With unemployment soaring, bankruptcies climbing, and stock markets in free-fall, it may at first glance seem sensible to ditch the fight against climate change and put environmental investments on hold. But this would be a devastating mistake of immediate, as well as intergenerational, proportions.
Far from burdening an already over-stressed, over-stretched global economy, environmental investments are exactly what is needed to get people back to work, get order books flowing and assist in powering economies back to health.
In the past, concern for the environment was viewed as a luxury; today, it is a necessity — a point grasped by some, but by no means all, economic architects yet.
A big slice of US President Barack Obama’s US$825 billion stimulus package for the US includes a boost to renewable energy, “weatherizing” a million homes and upgrading the country’s inefficient electricity grid.
Such investments could generate an estimated 5 million “green-collar” jobs, provide a shot in the arm for the construction and engineering industries, and get the US back into the equally serious business of combating climate change and achieving energy security.
South Korea, which is losing jobs for the first time in more than five years, has also spotted the green lining to grim economic times. South Korean President Lee Myung-bak’s government plans to invest US$38 billion employing people to clean up four major rivers and reduce disaster risks by building embankments and water-treatment facilities.
Other elements of Lee’s plan include construction of eco-friendly transportation networks, such as high-speed railways and hundreds of kilometers of bicycle tracks, and generating energy using waste methane from landfills. The package also counts on investments in hybrid vehicle technologies.
Similar pro-employment “Green New Deal” packages have been lined up in China, Japan and the UK. They are equally relevant to developing economies in terms of jobs, fighting poverty and creating new opportunities at a time of increasingly uncertain commodity prices and exports.

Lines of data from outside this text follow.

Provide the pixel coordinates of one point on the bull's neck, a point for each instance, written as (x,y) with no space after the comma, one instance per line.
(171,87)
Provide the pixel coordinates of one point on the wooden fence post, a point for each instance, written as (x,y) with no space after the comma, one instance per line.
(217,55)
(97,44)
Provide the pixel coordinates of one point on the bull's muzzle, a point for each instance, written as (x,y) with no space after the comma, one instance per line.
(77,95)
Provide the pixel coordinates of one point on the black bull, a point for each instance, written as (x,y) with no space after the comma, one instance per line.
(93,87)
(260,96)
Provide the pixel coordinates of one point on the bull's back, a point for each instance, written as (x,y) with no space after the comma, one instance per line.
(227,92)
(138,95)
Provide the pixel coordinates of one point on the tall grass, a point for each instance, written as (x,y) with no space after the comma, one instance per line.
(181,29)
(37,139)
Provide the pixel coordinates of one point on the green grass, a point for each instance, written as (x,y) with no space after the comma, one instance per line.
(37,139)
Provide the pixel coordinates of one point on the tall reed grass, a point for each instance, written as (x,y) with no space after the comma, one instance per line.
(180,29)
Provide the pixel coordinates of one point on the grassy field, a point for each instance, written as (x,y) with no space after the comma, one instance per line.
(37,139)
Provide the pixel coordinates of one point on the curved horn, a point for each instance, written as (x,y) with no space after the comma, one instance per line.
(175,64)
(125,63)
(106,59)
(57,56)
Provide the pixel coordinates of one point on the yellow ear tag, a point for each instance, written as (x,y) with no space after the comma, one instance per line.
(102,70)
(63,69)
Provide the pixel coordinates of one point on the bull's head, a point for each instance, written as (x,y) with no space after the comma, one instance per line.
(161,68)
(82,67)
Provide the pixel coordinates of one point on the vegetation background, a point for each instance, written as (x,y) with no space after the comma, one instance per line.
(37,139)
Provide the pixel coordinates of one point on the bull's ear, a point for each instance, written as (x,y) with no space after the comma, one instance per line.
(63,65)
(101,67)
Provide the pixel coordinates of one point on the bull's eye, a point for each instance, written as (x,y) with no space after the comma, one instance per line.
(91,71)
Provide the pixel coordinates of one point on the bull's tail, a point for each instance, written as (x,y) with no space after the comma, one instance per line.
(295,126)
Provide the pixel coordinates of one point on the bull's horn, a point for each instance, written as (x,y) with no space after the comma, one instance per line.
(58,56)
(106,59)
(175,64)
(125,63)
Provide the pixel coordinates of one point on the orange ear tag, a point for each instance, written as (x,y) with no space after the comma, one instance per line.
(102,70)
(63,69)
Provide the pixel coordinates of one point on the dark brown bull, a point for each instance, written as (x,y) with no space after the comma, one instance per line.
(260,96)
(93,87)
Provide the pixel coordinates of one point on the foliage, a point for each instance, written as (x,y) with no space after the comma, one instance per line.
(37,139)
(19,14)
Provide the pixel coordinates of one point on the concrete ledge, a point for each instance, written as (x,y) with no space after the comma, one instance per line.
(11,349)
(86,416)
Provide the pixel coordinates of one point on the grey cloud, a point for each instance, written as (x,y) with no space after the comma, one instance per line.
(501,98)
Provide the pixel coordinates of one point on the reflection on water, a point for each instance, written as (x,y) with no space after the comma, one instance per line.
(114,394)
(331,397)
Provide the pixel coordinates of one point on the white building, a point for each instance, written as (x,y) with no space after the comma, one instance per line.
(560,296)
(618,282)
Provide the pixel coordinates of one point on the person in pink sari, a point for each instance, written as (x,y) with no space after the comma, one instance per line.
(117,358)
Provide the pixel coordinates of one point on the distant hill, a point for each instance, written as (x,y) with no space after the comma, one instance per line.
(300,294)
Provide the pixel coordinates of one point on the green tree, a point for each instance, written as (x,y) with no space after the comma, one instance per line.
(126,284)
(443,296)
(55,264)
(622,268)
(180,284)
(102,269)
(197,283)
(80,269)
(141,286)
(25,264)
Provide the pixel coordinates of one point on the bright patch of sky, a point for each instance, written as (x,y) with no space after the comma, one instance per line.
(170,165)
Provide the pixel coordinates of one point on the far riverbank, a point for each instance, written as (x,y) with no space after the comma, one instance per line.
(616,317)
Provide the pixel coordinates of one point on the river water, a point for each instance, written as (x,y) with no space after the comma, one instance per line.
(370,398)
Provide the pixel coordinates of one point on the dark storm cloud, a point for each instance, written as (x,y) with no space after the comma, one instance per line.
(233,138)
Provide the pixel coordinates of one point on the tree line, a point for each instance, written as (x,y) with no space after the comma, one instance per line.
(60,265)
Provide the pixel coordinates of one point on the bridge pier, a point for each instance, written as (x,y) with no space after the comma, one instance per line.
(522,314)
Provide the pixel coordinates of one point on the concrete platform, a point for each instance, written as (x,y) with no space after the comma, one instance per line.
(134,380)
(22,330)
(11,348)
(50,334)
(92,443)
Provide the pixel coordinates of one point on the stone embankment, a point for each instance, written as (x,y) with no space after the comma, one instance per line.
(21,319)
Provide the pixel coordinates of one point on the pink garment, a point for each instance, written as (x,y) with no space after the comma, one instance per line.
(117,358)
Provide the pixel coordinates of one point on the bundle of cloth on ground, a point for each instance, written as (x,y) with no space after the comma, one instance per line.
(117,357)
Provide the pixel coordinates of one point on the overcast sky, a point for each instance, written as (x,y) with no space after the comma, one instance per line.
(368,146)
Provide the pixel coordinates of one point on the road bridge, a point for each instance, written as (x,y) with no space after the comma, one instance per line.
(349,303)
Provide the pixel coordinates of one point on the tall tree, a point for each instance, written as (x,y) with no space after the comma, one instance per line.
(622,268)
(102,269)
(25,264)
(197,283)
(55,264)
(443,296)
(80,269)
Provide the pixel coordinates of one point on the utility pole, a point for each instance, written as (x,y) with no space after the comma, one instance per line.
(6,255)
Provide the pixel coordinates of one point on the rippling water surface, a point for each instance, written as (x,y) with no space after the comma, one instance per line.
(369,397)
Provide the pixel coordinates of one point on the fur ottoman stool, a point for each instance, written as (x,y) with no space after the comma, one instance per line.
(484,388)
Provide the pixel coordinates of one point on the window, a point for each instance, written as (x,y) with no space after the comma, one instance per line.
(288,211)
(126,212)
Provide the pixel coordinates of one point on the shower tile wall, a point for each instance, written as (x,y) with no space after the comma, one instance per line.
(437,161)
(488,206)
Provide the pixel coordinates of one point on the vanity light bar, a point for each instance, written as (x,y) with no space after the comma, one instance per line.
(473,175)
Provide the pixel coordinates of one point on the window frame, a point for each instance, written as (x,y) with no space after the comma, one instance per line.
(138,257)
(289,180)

In South Africa, the government-backed Working for Water initiative — which employs more than 30,000, including women, young people and the disabled — also sees opportunity in crisis. The country spends roughly US$60 million annually fighting invasive alien plants that threaten native wildlife, water supplies, important tourism destinations and farmland.
This work is set to expand as more than 36.3 million tonnes of invasive alien plants are harvested for power-station fuel. As a result, an estimated 500 megawatts of electricity, equal to 2 percent of the country’s electricity needs, will be generated, along with more than 5,000 jobs.
So it is clear that some countries now view environmental investments in infrastructure, energy systems and ecosystems as among the best bets for recovery. Others may be unsure about the potential returns from investing in ecosystem services such as forest carbon storage or in renewable energy for the 80 percent of Africans who have no access to electricity. Still others may simply be unaware of how to precisely follow suit.
The UN Environment Program (UNEP) will convene some of the world’s leading economists at the UN’s headquarters in New York this month. A strategy for a Global Green New Deal, tailored to different national challenges, will be fleshed out in order to assist world leaders and ministers craft stimulus packages that work on multiple fronts.
The Global Green New Deal, which UNEP launched as a concept last October, responds to the current economic malaise.
Spent wisely, however, these stimulus packages could trigger far-reaching and transformational trends, setting the stage for a more sustainable, urgently needed Green Economy for the 21st century.
The trillions of dollars that have been mobilized to address current woes, together with the trillions of investors’ dollars waiting in the wings, represent an opportunity that was unthinkable only 12 months ago: The chance to steer a more resource-efficient and intelligent course that can address problems ranging from climate change and natural-resource scarcity to water shortages and biodiversity loss.
Blindly pumping the current bail-out billions into old industries and exhausted economic models will be throwing good money after bad while mortgaging our children’s future.
Instead, political leaders must use these windfalls to invest in innovation, promote sustainable businesses and encourage new patterns of decent, long-lasting employment.
Achim Steiner, an under-secretary general at the UN, is executive director of the UN Environment Program.